それは、大型遊撃手・中山 凱(2年)が捕手に転向したのが大きな要因だろう。持丸監督は中山の遊撃手としての守備力、視野の広さ、強肩ぶりを評価し、「本当は転向させたくないんですが、今のチームで中山以上の捕手がいない」と語るように、扇の要といえる捕手で任せられる選手が現時点で中山しなかった。遊撃手の中山の守備力を捨ててまでの決断は、この試合で大きく生きる。

主将でもある中山は「とにかくアウトを1つずつ取ろうと思いました。まだ序盤だったので、1点ずつ取りに行こうと思いました」と語る。冷静に試合を進める主将の姿を見て、ナインも落ち着きを取り戻し、3回、4回に1点ずつ取り返し、5回には千葉経大附のミスも重なって同点に追いつき、さらに鵜澤 覚斗内野手(1年)の適時打で勝ち越しに成功した。6回裏には中山の適時打で8対6とする。逃げ切りたい専大松戸だったが、8回表に同点に追いつかれてしまう。

しかし、試合を決める流れを作ったのは、またしても中山だった。9回の守り、先頭打者に出塁を許したが、自慢の強肩で二塁盗塁を阻止した。二塁送球1.9秒台の強肩がさく裂。この試合3度目の盗塁阻止だった。その裏、自身が三塁打を放ち、4番・水谷 南音内野手(2年)の適時打でサヨナラ勝ちを決めた。
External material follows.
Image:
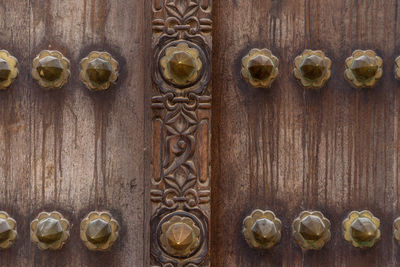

持丸監督は試合後、この試合について「このように逆転勝ちできたのは、上級生の経験が財産になっているかなと思います」と語る。前チームの選手たちは後半に強かった。主将の中山はその中心選手。ビハインドになっても動じない選手が主将で正捕手なのは心強い。

一方で、このチームの課題を語った。

「まず守りをなんとかしないと関東(大会)は行けません。この1年は中山以上のショートが浮上するか、そして中山をショートに戻せるぐらいの捕手がでてきてほしいと思っています。とはいえ、捕手・中山はとにかく肩が強いですし、走者を刺すことができる。その点は去年の捕手より上ではないかと思っています」

中山は高く評価しつつも「まだ自分たちの野球を確立できていないので、その点も課題と見ています」と勝利しながらも、指揮官として、冷静に今年のチームの現状を語った。

巧打者も多く、千葉県全体でみると選手の力量は高い。甲子園を目指すとなると課題は山積みだが、勝つことで反省を生かす機会はすぐに訪れる。まずは次の準決勝を、その機会にする。